In today’s evolving healthcare environment, the release of information (ROI) process is not a simple function. It involves at least 45 specific steps, each presenting its own complexities and compliance risks. Additionally, interoperability remains a challenge. A lack of true standards makes the movement of data between systems a labor-intensive and expensive process. It’s no longer enough to simply push paper back and forth. The process is too unwieldy, and inefficiencies add to cost burdens and have the potential to endanger patients.
But we’re finally seeing the light with tech-forward shifts that will influence the entire industry through artificial intelligence and automation. The benefits could reduce the waste inherent to the U.S. healthcare system and create much greater value for patients and the government in better allocating each dollar spent toward qualitative, long-term positive outcomes.
Resources are not being deployed properly, however. Roughly $5 billion is invested annually in new initiatives in scheduling, medication tracking, chronic disease monitoring, and other fields. Far less, however, is spent on a central solution to the waste problem: Access to data.

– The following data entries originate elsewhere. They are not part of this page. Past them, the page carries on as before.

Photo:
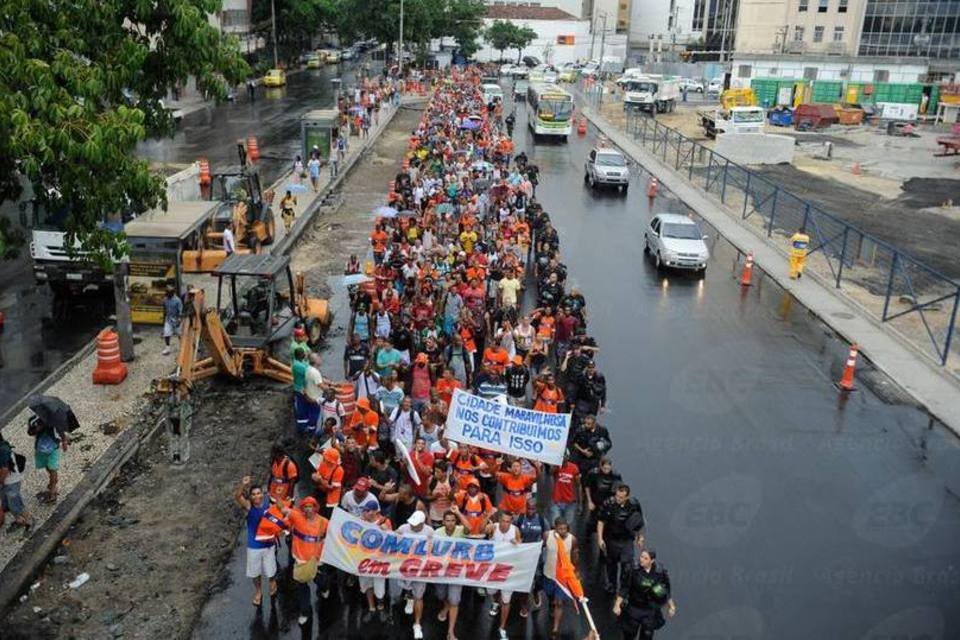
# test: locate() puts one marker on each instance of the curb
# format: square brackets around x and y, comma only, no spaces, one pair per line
[43,541]
[655,166]
[33,555]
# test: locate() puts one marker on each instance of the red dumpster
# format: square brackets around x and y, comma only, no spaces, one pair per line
[814,116]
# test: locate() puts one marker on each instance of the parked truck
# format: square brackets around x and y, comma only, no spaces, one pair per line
[653,93]
[738,113]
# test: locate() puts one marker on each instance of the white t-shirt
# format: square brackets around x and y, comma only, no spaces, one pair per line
[314,381]
[508,291]
[229,244]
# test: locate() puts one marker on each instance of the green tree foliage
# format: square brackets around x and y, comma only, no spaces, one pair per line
[81,83]
[502,35]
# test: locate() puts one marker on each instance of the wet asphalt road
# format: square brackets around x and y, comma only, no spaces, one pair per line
[32,343]
[781,509]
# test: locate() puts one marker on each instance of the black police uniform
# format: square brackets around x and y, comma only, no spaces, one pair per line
[644,594]
[618,535]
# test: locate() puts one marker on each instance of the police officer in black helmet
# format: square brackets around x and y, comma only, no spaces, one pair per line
[643,595]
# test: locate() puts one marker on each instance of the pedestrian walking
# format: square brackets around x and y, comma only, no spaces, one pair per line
[313,166]
[261,543]
[643,596]
[172,312]
[12,467]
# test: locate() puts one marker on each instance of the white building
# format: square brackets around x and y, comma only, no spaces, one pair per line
[561,37]
[671,22]
[576,8]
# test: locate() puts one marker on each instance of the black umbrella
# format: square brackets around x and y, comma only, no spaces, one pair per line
[54,412]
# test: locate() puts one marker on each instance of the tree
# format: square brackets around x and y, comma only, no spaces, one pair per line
[82,84]
[501,35]
[522,37]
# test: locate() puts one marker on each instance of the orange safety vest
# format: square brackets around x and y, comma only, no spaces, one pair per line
[307,536]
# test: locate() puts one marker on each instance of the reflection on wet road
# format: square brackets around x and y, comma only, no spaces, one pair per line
[781,510]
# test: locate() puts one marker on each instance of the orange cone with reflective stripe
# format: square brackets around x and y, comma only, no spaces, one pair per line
[746,278]
[110,369]
[846,382]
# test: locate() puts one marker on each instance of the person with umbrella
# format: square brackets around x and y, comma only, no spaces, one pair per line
[286,209]
[52,420]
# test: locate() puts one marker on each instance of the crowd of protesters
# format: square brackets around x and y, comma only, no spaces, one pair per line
[465,289]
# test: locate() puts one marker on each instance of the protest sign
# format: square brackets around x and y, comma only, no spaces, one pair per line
[364,549]
[501,427]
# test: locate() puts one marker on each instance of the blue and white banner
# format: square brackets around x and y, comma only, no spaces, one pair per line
[512,430]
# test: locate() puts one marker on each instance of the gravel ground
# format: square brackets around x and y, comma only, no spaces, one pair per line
[156,541]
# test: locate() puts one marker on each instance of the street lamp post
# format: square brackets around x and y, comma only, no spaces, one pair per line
[400,44]
[273,29]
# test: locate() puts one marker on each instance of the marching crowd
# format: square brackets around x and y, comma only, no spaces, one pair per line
[465,290]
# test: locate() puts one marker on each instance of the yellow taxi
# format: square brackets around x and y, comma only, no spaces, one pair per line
[275,78]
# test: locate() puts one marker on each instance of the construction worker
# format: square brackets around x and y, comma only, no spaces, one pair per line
[798,252]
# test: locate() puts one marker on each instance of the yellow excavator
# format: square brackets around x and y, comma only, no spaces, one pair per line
[259,303]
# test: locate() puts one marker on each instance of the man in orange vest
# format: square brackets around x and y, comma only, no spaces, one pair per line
[307,530]
[261,555]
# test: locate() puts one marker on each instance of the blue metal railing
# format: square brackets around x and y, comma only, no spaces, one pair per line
[920,300]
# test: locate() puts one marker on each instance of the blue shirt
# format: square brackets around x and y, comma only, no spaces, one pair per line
[253,521]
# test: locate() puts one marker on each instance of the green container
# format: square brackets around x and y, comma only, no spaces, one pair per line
[829,91]
[765,90]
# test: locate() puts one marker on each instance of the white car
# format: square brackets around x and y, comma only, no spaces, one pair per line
[606,166]
[675,241]
[491,92]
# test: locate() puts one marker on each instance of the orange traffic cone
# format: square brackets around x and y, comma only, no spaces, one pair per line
[109,370]
[204,172]
[846,382]
[746,278]
[253,149]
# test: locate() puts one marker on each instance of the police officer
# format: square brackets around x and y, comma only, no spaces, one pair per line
[643,594]
[619,526]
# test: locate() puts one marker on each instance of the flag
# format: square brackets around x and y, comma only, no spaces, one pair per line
[566,573]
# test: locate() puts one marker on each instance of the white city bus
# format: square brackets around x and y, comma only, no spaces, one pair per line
[549,110]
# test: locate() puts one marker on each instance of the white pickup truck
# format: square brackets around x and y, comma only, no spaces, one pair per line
[652,93]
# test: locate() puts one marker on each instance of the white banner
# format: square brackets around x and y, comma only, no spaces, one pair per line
[364,549]
[512,430]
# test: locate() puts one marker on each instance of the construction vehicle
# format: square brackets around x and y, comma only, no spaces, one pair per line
[738,113]
[650,92]
[244,204]
[259,303]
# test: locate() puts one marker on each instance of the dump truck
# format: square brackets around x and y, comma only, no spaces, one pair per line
[738,113]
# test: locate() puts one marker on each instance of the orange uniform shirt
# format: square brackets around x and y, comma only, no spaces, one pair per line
[515,490]
[307,535]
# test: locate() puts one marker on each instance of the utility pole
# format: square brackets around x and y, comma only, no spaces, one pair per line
[400,44]
[273,29]
[603,41]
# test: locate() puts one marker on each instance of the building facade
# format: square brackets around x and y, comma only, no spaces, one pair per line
[830,27]
[911,28]
[671,22]
[561,37]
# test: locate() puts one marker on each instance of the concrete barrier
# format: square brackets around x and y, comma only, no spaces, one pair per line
[755,148]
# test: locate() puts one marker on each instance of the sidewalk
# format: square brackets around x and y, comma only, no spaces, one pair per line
[115,419]
[932,386]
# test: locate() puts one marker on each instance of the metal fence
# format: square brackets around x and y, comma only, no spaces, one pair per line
[919,301]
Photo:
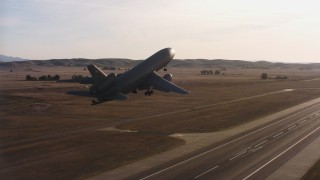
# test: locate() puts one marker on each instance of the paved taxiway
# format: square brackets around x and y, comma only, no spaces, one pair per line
[251,155]
[257,152]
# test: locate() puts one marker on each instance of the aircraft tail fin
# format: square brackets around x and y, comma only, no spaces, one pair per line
[96,73]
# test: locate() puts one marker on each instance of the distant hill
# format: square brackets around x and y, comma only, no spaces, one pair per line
[178,63]
[4,58]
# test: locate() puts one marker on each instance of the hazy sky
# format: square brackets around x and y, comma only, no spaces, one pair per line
[273,30]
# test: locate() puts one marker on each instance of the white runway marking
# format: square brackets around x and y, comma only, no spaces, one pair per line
[218,147]
[206,172]
[280,154]
[278,134]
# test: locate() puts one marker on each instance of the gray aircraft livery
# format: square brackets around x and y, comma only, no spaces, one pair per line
[143,76]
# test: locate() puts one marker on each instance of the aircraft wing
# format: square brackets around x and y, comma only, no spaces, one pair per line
[155,81]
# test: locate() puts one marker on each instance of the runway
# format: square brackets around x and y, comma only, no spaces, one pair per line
[254,154]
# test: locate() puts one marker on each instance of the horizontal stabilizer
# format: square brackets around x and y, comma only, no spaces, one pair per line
[155,81]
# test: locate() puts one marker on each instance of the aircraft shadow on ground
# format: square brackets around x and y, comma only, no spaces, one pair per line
[79,93]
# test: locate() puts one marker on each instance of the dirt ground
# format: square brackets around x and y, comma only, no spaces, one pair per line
[46,133]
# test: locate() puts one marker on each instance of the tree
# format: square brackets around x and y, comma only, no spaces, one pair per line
[264,76]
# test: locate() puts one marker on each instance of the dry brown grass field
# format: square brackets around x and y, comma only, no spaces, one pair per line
[46,133]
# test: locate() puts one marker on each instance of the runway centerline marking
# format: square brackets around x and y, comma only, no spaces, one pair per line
[237,155]
[206,172]
[218,147]
[278,134]
[291,127]
[281,154]
[261,143]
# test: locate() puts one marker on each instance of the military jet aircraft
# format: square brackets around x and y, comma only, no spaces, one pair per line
[143,76]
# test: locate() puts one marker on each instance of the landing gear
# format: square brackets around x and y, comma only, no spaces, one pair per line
[148,93]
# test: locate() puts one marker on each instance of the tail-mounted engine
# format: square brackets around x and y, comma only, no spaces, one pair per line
[167,77]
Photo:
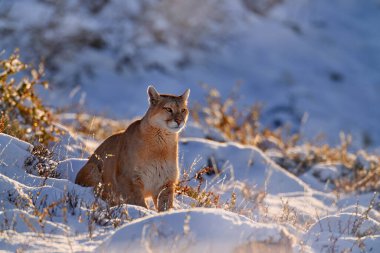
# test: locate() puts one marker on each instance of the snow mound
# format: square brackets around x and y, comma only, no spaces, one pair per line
[337,233]
[241,163]
[196,230]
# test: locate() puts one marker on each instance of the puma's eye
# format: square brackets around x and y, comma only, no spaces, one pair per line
[168,109]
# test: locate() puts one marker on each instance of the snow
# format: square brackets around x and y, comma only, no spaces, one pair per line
[313,64]
[306,61]
[185,231]
[274,210]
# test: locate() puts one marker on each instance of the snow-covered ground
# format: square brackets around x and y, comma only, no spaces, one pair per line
[314,64]
[272,211]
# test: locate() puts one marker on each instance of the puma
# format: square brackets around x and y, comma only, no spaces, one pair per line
[142,161]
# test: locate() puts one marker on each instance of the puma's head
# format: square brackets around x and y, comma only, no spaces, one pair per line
[168,112]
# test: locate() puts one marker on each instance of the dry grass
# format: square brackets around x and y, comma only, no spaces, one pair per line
[296,155]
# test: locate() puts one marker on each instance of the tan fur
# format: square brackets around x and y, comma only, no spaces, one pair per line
[141,162]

Take for example the complexity today in serving medical records: There are approximately 250,000 hospitals using some form of electronic medical records (EMRs). While the 10 largest EMRs own somewhere between 60-80% market share, the remaining 20-40% of all EMRs can be divided among the hundreds of smaller EMR vendors. Some hospitals have more than one EMR in place, and even for those hospitals and providers using the same EMRs, there are no assurances that the same versions are in use. The net outcome is that there are dozens of standards to deal with—HL7v2/3, DICOM, FHIR, LOINC, proprietary, and the like. Most EMRs, of course, only offer download of records as a printout, and there’s variability whether they offer a summary or details of these records.
When we consider all of these compounding issues, retrieving, digitizing, and delivering medical records becomes a very complex, manually intensive, lengthy process. To help the workforce serve patients faster and at the right cost, companies like Ciox are deploying technology to help put a significant dent in that $1 trillion waste figure, with help from a combination of technologies like robotic process automation (RPA), blockchain, and artificial intelligence (AI).

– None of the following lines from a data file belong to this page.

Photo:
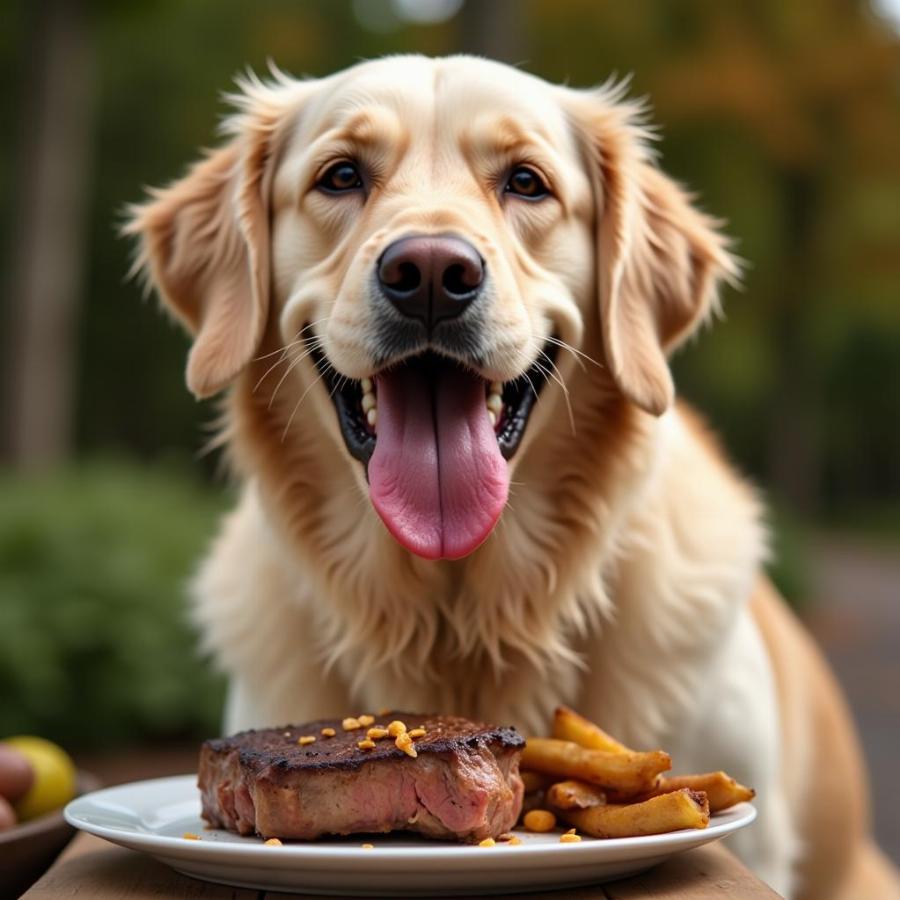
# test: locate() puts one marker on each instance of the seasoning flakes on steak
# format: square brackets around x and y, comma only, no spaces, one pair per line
[444,777]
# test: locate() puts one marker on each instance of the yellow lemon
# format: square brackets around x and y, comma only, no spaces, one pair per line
[54,776]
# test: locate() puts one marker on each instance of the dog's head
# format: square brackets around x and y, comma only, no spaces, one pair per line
[427,238]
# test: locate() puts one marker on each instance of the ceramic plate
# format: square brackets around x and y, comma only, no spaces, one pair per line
[152,816]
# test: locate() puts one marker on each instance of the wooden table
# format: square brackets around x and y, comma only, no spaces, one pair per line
[93,869]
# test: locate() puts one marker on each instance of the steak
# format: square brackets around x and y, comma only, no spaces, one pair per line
[463,784]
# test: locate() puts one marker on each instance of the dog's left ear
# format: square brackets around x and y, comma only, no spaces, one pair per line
[659,259]
[204,240]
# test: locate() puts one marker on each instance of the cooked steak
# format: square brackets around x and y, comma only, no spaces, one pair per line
[463,783]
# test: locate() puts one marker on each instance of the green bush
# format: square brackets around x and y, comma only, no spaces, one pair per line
[95,644]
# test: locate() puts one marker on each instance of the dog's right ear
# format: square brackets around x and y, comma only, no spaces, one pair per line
[204,240]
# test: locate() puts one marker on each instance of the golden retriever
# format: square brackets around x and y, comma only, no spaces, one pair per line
[442,294]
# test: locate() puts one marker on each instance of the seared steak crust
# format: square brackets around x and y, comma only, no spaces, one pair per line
[464,784]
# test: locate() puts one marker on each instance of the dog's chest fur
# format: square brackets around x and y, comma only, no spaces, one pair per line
[616,605]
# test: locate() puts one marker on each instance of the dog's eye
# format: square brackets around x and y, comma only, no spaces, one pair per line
[341,177]
[525,182]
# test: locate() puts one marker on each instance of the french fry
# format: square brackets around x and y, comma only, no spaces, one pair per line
[575,795]
[631,772]
[534,781]
[568,725]
[721,789]
[667,812]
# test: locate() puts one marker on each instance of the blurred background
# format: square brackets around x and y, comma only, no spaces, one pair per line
[785,119]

Using these kinds of technologies in concert, Ciox built an augmented workforce to solve the last mile of medical record interoperability. The systems are not perfect, and they still need to be taught, managed and overseen by real people but, with these technologies, we are heading into a far more efficient era.

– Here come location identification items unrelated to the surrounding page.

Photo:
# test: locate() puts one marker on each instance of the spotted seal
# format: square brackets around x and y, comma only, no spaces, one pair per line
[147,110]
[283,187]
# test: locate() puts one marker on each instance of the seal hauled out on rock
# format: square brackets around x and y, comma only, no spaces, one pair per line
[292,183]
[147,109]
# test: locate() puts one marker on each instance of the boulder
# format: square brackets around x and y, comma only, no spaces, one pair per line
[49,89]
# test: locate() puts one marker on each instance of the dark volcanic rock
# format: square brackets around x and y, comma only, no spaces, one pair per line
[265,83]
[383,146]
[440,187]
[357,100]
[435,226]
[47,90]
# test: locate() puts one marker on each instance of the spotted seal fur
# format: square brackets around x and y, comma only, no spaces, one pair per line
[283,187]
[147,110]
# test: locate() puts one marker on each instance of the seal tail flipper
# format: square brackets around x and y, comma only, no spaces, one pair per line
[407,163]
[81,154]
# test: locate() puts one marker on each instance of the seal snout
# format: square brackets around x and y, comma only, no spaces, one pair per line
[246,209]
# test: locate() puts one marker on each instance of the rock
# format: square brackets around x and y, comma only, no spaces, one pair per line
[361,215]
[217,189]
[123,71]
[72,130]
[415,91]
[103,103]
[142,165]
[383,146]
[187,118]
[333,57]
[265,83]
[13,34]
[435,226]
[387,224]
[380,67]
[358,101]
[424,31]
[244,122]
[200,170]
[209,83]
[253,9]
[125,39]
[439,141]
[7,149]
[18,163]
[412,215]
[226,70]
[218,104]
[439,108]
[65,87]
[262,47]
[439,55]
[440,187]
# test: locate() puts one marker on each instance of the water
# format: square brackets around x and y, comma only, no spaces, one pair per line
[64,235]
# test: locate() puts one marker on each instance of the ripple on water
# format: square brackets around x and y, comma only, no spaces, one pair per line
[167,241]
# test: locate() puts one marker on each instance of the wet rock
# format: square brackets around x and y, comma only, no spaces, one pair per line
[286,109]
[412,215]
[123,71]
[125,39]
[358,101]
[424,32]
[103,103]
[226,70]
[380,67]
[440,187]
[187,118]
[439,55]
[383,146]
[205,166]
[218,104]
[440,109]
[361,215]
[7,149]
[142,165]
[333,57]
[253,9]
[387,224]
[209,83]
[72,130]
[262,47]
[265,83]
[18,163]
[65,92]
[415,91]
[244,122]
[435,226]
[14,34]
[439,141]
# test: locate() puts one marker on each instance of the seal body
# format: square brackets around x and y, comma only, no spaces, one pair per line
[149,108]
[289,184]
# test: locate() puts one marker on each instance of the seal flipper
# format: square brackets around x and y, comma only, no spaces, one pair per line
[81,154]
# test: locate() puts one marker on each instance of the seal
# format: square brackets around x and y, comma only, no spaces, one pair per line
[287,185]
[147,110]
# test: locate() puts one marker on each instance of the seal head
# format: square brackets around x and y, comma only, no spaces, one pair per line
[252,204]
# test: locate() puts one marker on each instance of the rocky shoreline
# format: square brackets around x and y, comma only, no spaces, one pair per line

Leveraging these technologies makes it possible to improve the quality of records and the ease with which they are freely exchanged. This can improve claims, arm doctors with better information about every patient they see, and impact the health sciences industry with more complete data sets. It can also help in catching correlations more quickly and delivering information that helps providers make better choices, including pharmacists on drug interactions. These technologies can also help pharmaceutical companies gather better trial groups and help life sciences companies use historical data that once would have been too hard to gather.
So much of that estimated $1 trillion of waste in the healthcare system can be directly addressed by one issue: the automation of medical records extraction and the digitization of the information in those records. It’s how we broker the U.S. healthcare system into the world of advanced data practices, and how we can drive actionable insight across the entirety of healthcare with far less waste, improved patient care, and better medical outcomes as a byproduct.